Keywords

1 Introduction

Research into technology-enhanced language learning has shown that technology can facilitate communication, reduce anxiety, encourage discussions and lead to an overall increase in learning motivation [1]. However, the effectiveness of language teaching is often dependent on the ability to raise and maintain the interest and enthusiasm of the student, which is easier with a teacher conducting the lessons [2]. Therefore, an embodied agent, for instance a robot, may positively influence how people learn.

In our research, we aim to investigate the impact of having a social robot as a language teacher. We conducted a user study which directly compared interacting with a robot and a virtual agent of the same appearance and capabilities. Seeing how most people are already accustomed to learning a language with the aid of technology, the virtual agent, which is a virtual version of the robot on a screen, is necessary to measure the effect of the physical agent. We focused on three hypotheses:

  1. 1.

    People enjoy interacting with a physical agent more than with a virtual agent.

  2. 2.

    People have a more immersive interaction with a physical agent than with a virtual agent in a role-playing scenario.

  3. 3.

    People learn better when interacting with a physical agent than with a virtual agent.

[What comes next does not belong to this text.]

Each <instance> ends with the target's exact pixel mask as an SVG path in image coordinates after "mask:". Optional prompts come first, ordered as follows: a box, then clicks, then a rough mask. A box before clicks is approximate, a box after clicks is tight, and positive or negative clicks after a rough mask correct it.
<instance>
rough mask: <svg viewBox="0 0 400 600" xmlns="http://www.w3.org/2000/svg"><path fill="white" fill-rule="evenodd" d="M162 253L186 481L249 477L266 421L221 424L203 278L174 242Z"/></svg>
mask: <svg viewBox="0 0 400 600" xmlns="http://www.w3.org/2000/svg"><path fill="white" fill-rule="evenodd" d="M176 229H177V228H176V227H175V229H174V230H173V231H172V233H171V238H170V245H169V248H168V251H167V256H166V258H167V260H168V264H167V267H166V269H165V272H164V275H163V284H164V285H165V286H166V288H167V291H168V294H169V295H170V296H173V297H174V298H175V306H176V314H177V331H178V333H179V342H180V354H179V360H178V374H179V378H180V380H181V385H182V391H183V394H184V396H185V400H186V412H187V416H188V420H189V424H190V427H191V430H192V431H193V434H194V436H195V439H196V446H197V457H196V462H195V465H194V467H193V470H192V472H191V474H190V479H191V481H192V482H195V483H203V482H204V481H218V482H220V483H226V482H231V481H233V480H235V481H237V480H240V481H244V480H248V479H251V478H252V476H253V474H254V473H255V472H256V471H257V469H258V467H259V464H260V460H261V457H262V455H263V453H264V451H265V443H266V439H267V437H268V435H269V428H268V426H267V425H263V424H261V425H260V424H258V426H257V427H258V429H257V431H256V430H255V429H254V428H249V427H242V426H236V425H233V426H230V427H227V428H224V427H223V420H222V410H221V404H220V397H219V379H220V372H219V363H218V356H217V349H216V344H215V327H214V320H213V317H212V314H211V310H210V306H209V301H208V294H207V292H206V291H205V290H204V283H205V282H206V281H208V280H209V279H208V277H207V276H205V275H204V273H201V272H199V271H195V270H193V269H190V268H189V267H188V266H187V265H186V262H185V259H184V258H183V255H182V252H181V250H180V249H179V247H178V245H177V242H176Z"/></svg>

Since role-playing is an often deployed and well-received method in language teaching to facilitate engagement [3], we decided to model our interaction in the frame of a role-playing scenario as well. We decided on teaching a fictional language to eliminate any bias caused by prior knowledge of the language in international study participants. The fictional language of our choice was High Valyrian from the TV show Game of Thrones, which currently boasts over 1 million learners on the language learning platform DuolingoFootnote 1, making it more popular than naturally evolved languages like Hawaiian (537k learners) or Navajo (311k learners).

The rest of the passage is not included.